Mais les mourants ne choisissent pas l’image sur laquelle le rideau tombe.
Sixtine n’eut pas le temps de prier pour que ce fût celle de Thaddeus, l’amour qu’elle perdait pour toujours. Suprême injustice, l’image qui prit sa place dans la conscience de Sixtine fut celle d’une statue abandonnée.
Le grand ange de la chapelle.
Ses yeux de mousse et d’abandon, tremblant dans une tempête naissante, à peine visibles dans la lumière du soir, la veille de son départ pour la Louisiane. Pourquoi lui ? Pourquoi ce moment ? Pourquoi ce soir presque ordinaire, où pour la énième fois, elle échouait dans sa quête de Thaddeus ? Dans sa quête d’une explication ?
Parce qu’autour de l’ange, le vent fredonnait une mélodie lancinante et fracturée.
La voix de son père.
Parfois, le plus grand acte de courage est de croire en soi.
Lorsque l’image de la chapelle s’éteignit avec le reste, les mots languirent dans la conscience de Sixtine, flottant comme la robe blanche de Lucia.
Parfois, le plus grand acte de courage est de croire en soi.
Croire en elle-même.
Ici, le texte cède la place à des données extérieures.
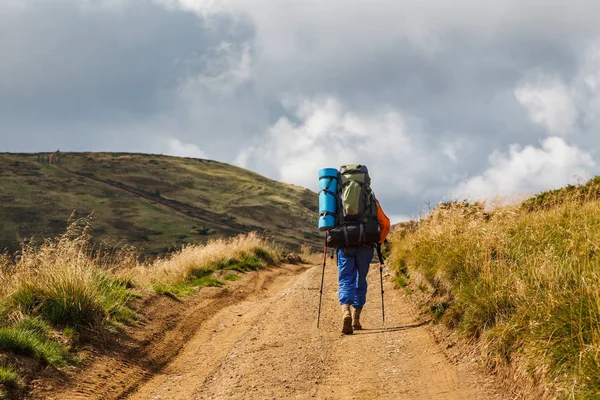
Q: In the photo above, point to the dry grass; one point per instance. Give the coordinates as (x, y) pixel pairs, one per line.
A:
(244, 252)
(52, 293)
(524, 285)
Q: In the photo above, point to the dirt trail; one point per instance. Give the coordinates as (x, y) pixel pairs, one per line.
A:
(268, 346)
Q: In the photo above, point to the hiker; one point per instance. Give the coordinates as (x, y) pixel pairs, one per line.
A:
(361, 224)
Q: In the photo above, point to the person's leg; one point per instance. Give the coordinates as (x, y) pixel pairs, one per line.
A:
(346, 276)
(364, 255)
(346, 286)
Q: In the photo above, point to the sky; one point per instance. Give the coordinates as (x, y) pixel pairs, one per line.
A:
(441, 100)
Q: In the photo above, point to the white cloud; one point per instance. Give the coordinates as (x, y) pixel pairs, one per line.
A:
(550, 104)
(528, 170)
(323, 133)
(175, 147)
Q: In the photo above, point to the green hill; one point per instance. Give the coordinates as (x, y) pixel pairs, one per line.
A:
(152, 202)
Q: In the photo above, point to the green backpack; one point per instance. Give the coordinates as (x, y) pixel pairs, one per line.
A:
(356, 221)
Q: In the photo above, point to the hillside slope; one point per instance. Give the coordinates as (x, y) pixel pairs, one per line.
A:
(152, 202)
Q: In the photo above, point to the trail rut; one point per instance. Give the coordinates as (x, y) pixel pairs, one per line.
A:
(268, 346)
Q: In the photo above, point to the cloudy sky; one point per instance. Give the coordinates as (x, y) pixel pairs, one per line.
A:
(441, 99)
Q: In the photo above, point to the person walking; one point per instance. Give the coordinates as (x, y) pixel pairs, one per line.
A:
(361, 224)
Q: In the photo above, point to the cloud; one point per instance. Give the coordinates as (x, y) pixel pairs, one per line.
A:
(529, 170)
(550, 104)
(322, 132)
(428, 93)
(176, 148)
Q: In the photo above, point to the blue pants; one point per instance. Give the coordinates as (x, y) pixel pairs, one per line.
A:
(353, 266)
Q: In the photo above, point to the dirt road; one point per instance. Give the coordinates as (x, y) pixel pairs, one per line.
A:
(268, 346)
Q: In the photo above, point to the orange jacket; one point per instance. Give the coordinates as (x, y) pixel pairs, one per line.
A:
(384, 222)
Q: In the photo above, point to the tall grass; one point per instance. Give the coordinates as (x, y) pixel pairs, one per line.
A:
(525, 285)
(241, 253)
(64, 283)
(51, 293)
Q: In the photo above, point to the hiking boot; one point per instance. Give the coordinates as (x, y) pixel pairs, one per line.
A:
(356, 319)
(347, 328)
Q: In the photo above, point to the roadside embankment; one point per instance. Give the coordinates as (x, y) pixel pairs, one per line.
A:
(64, 302)
(521, 283)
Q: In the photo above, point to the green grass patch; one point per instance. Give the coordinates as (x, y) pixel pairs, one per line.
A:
(10, 379)
(27, 339)
(84, 302)
(245, 263)
(186, 289)
(206, 281)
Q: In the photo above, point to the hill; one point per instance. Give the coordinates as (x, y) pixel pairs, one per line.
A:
(519, 281)
(153, 202)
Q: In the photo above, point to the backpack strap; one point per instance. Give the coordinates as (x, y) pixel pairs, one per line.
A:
(345, 229)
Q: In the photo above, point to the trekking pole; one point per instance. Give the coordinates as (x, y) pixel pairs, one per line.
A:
(380, 255)
(322, 279)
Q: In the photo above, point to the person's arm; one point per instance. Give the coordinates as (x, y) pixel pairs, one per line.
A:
(384, 222)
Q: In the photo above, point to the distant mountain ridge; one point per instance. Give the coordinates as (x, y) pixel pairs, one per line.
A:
(153, 202)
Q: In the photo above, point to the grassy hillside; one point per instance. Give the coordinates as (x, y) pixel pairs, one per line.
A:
(153, 202)
(523, 282)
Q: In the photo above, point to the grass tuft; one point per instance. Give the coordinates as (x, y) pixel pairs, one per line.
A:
(10, 379)
(232, 277)
(33, 344)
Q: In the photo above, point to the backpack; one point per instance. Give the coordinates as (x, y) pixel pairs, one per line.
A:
(356, 219)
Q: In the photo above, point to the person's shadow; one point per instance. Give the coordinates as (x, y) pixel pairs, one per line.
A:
(370, 331)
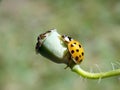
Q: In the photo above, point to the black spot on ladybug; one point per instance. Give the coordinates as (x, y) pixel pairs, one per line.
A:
(80, 56)
(75, 43)
(77, 50)
(72, 45)
(79, 45)
(76, 58)
(72, 51)
(70, 38)
(82, 53)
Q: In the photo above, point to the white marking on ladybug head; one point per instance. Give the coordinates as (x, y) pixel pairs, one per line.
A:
(67, 38)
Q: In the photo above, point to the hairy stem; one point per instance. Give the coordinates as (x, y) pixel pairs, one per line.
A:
(89, 75)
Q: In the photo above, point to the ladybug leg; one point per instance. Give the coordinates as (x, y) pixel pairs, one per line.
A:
(74, 60)
(69, 61)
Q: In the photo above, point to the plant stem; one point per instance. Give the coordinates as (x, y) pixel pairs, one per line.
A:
(89, 75)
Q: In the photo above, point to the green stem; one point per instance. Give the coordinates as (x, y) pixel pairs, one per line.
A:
(89, 75)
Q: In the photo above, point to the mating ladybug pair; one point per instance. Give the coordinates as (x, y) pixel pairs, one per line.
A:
(75, 49)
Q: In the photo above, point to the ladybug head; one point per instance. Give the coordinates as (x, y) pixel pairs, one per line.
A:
(66, 38)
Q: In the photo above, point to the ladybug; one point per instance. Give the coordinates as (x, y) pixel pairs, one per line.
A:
(75, 49)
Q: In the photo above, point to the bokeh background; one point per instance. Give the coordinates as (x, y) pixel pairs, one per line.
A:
(95, 23)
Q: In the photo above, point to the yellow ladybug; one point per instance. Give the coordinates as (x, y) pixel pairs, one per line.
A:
(75, 49)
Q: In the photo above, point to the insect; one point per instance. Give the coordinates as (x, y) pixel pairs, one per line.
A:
(75, 49)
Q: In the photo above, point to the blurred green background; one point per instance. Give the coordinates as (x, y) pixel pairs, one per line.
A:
(95, 23)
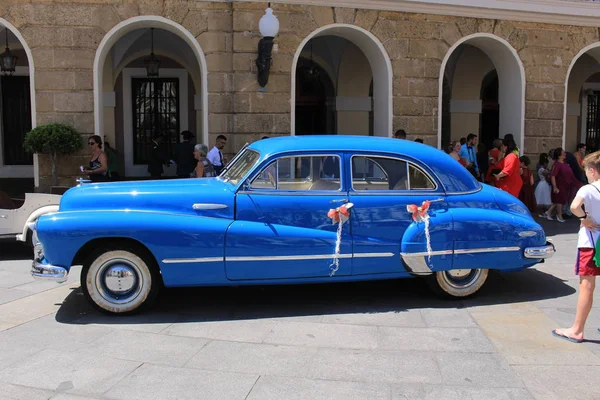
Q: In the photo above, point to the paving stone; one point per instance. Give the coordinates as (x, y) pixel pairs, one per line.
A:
(37, 286)
(275, 387)
(323, 335)
(15, 392)
(47, 333)
(261, 359)
(9, 279)
(488, 370)
(170, 383)
(447, 318)
(149, 321)
(429, 392)
(146, 347)
(561, 382)
(375, 366)
(32, 307)
(8, 295)
(75, 372)
(408, 318)
(525, 338)
(470, 340)
(65, 396)
(253, 331)
(14, 352)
Les autres le pouvaient. Elle l’avait presque pu, lorsqu’elle avait vu Lucia revivre devant ses yeux. Oui, elle l’avait cru. Puis Osiris, le plus grand des dieux du panthéon égyptien, régnant suprême sur l’empire des morts, l’avait défiée : qui était-elle pour contester l’autorité divine ?
Je suis Sixtine, murmura-t-elle.
Sa gorge, remplie d’eau sale, étranglée par le serpent, n’émit aucun son. Mais la rage qui s’éveillait en elle ramena sa vision. La robe blanche de Lucia dérivait avec la grâce d’une méduse.
Je suis Sixtine, gronda-t-elle dans un dernier souffle. Je suis Sixtine !
Elle sentit un relâchement autour de son cou. La mort ou la libération ? Son cœur battait dans ses tempes comme les tambours d’une cérémonie vaudoue, et à chaque tour de son sang, les mots de son père revenaient et sa rage grandissait.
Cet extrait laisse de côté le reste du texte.